PianoFlow: Music-Aware Streaming Piano Motion Generation with Bimanual Coordination

arXiv cs.CV / 4/15/2026

📰 NewsSignals & Early TrendsIdeas & Deep AnalysisModels & Research

Key Points

  • PianoFlow is an arXiv research proposal for audio-driven bimanual piano motion generation that targets accurate modeling of musical structure and dynamic coordination between hands.
  • The method uses MIDI as a privileged training modality to inject symbolic musical priors, while enabling audio-only inference at generation time.
  • PianoFlow introduces an asymmetric role-gated interaction module to explicitly model cross-hand coordination via role-aware attention and temporal gating.
  • To support real-time streaming for arbitrarily long sequences, it adds an autoregressive flow continuation scheme to maintain temporal coherence across chunks.
  • Experiments on the PianoMotion10M dataset reportedly show better qualitative and quantitative performance and over 9× faster inference than prior approaches.

Abstract

Audio-driven bimanual piano motion generation requires precise modeling of complex musical structures and dynamic cross-hand coordination.
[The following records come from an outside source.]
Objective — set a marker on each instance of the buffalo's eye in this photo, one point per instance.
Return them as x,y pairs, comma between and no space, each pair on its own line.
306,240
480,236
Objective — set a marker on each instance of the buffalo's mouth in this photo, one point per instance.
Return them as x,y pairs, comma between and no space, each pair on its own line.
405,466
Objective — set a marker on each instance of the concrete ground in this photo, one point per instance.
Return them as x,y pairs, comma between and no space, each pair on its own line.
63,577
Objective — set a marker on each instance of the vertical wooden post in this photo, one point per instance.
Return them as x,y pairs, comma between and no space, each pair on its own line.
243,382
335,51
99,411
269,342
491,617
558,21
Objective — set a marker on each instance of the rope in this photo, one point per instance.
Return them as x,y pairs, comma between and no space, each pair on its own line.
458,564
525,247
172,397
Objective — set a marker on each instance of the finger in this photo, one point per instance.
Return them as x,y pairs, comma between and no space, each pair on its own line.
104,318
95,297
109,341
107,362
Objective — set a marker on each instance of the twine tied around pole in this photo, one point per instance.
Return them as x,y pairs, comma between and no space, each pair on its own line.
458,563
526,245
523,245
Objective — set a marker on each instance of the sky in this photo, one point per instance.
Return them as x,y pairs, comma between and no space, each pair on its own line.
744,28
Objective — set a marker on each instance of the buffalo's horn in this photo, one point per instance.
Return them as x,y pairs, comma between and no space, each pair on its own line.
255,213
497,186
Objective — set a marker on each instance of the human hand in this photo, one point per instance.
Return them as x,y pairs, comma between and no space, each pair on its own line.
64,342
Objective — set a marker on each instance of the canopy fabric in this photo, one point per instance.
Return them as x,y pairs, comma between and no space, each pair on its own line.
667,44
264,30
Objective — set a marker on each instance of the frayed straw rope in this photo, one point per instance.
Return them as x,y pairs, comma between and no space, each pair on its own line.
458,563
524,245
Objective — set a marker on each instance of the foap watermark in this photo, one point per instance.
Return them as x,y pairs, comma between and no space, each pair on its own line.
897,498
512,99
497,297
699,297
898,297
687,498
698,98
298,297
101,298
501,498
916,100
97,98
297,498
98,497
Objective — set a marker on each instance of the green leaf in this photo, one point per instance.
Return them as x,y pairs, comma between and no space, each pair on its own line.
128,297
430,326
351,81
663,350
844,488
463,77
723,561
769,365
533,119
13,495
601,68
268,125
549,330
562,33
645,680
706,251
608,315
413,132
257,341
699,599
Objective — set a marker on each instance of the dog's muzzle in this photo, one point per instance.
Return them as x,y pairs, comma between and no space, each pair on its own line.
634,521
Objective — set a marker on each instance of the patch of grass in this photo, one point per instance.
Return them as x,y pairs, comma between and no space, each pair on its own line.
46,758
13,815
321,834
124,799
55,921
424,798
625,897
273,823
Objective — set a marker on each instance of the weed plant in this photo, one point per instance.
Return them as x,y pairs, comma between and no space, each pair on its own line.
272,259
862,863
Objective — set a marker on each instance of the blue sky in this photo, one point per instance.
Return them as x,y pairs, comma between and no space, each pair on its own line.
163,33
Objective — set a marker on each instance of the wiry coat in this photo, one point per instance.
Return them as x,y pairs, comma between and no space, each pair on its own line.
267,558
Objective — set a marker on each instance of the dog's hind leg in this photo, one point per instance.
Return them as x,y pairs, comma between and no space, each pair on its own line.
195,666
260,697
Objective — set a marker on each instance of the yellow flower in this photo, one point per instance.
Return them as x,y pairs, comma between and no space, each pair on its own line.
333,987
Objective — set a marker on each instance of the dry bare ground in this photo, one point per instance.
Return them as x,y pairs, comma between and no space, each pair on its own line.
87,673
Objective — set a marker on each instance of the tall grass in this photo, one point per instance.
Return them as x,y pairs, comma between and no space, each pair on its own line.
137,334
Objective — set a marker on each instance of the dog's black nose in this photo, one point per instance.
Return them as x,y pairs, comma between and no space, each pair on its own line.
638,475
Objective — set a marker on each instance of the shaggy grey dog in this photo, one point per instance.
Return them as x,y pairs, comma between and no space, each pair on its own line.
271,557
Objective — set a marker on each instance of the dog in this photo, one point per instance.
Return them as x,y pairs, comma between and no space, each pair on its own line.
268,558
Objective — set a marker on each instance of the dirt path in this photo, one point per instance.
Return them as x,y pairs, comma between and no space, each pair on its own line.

However, existing methods often rely on acoustic-only representations lacking symbolic priors, employ inflexible interaction mechanisms, and are limited to computationally expensive short-sequence generation. To address these limitations, we propose PianoFlow, a flow-matching framework for precise and coordinated bimanual piano motion synthesis. Our approach strategically leverages MIDI as a privileged modality during training, distilling these structured musical priors to achieve deep semantic understanding while maintaining audio-only inference. Furthermore, we introduce an asymmetric role-gated interaction module to explicitly capture dynamic cross-hand coordination through role-aware attention and temporal gating. To enable real-time streaming generation for arbitrarily long sequences, we design an autoregressive flow continuation scheme that ensures seamless cross-chunk temporal coherence. Extensive experiments on the PianoMotion10M dataset demonstrate that PianoFlow achieves superior quantitative and qualitative performance, while accelerating inference by over 9\times compared to previous methods.